Bug 441606 - fsck.ext3 fails with * glibc detected * error
Summary: fsck.ext3 fails with * glibc detected * error
Status: CLOSED ERRATA
Alias: None
Product: Red Hat Enterprise Linux 4
Classification: Red Hat
Component: e2fsprogs
Version: 4.6
Hardware: x86_64
OS: Linux
low
medium
Target Milestone: rc
: ---
Assignee: Eric Sandeen
QA Contact:
URL:
Whiteboard:
Keywords: Regression
Depends On:
Blocks:
TreeView+ depends on / blocked
 
Reported: 2008-04-08 23:26 UTC by Francisco Jesus Monserrat Coll
Modified: 2018-10-19 21:04 UTC (History)
4 users (show)

(edit)
Clone Of:
(edit)
Last Closed: 2008-07-24 19:58:41 UTC


Attachments (Terms of Use)
Core of fsck.ext3 (81.83 KB, application/octet-stream)
2008-04-09 00:42 UTC, Francisco Jesus Monserrat Coll
no flags Details
strace output of th error (88.90 KB, application/octet-stream)
2008-04-09 00:46 UTC, Francisco Jesus Monserrat Coll
no flags Details
bad filesystem image (3.01 KB, application/x-bzip2)
2008-04-10 18:29 UTC, Eric Sandeen
no flags Details


External Trackers
Tracker ID Priority Status Summary Last Updated
Red Hat Product Errata RHBA-2008:0732 normal SHIPPED_LIVE e2fsprogs bug fix update 2008-07-23 16:46:24 UTC

Description Francisco Jesus Monserrat Coll 2008-04-08 23:26:10 UTC
From Bugzilla Helper:
User-Agent: Mozilla/5.0 (Macintosh; U; Intel Mac OS X; en-US; rv:1.8.1.13) Gecko/20080311 Firefox/2.0.0.13

Description of problem:

trying to repair a disk, fsck.ext3 aborts with a glibc detected error, due to some pointer error:

 
Log:

-----------------------------
 fsck.ext3 -y /dev/sdb1 
e2fsck 1.35 (28-Feb-2004)
/home/sces contains a file system with errors, check forced.
Pass 1: Checking inodes, blocks, and sizes
Inode 377434 has a bad extended attribute block 762658.  Clear? yes

*** glibc detected *** free(): invalid pointer: 0x0000007fbffffc2b ***
Aborted
---------------------------

 
 This is inside a virtual machine, so the disk has no phisical errors.
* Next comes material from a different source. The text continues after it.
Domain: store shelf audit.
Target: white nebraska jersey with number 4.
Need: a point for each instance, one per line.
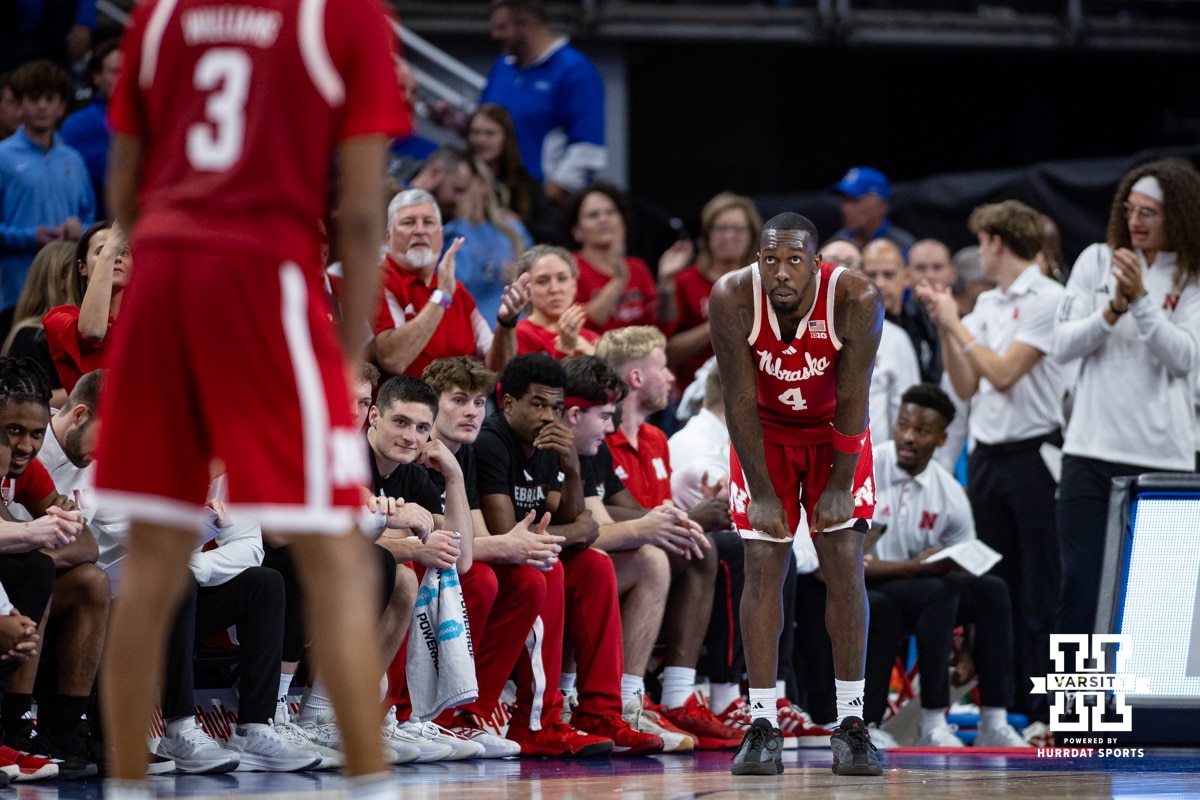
(797, 376)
It's possible to mount the filesystem read-only, and access to most of contents.



Version-Release number of selected component (if applicable):
e2fsprogs-1.35-12.11.el4_6.1 

How reproducible:
Always


Steps to Reproduce:
1. try to fix the disk
2.
3.

Actual Results:


Expected Results:


Additional info:

Comment 1 Eric Sandeen 2008-04-09 00:23:23 UTC
If you set ulimit -c unlimited, do you get a core when it fails?

Or, is there any chance of providing an e2image for the problematic filesystem?

Thanks,
-Eric

Comment 2 Francisco Jesus Monserrat Coll 2008-04-09 00:42:14 UTC
Created attachment 301735 [details]
Core of fsck.ext3

Comment 3 Francisco Jesus Monserrat Coll 2008-04-09 00:46:18 UTC
Created attachment 301736 [details]
strace output of th error

Comment 4 Eric Sandeen 2008-04-09 01:18:14 UTC
Thanks, I'll look at the core soon.

On the chance that this is something already fixed in a pending update, would
you be willing to try:

http://people.redhat.com/esandeen/e2fsck.test/e2fsck.static ?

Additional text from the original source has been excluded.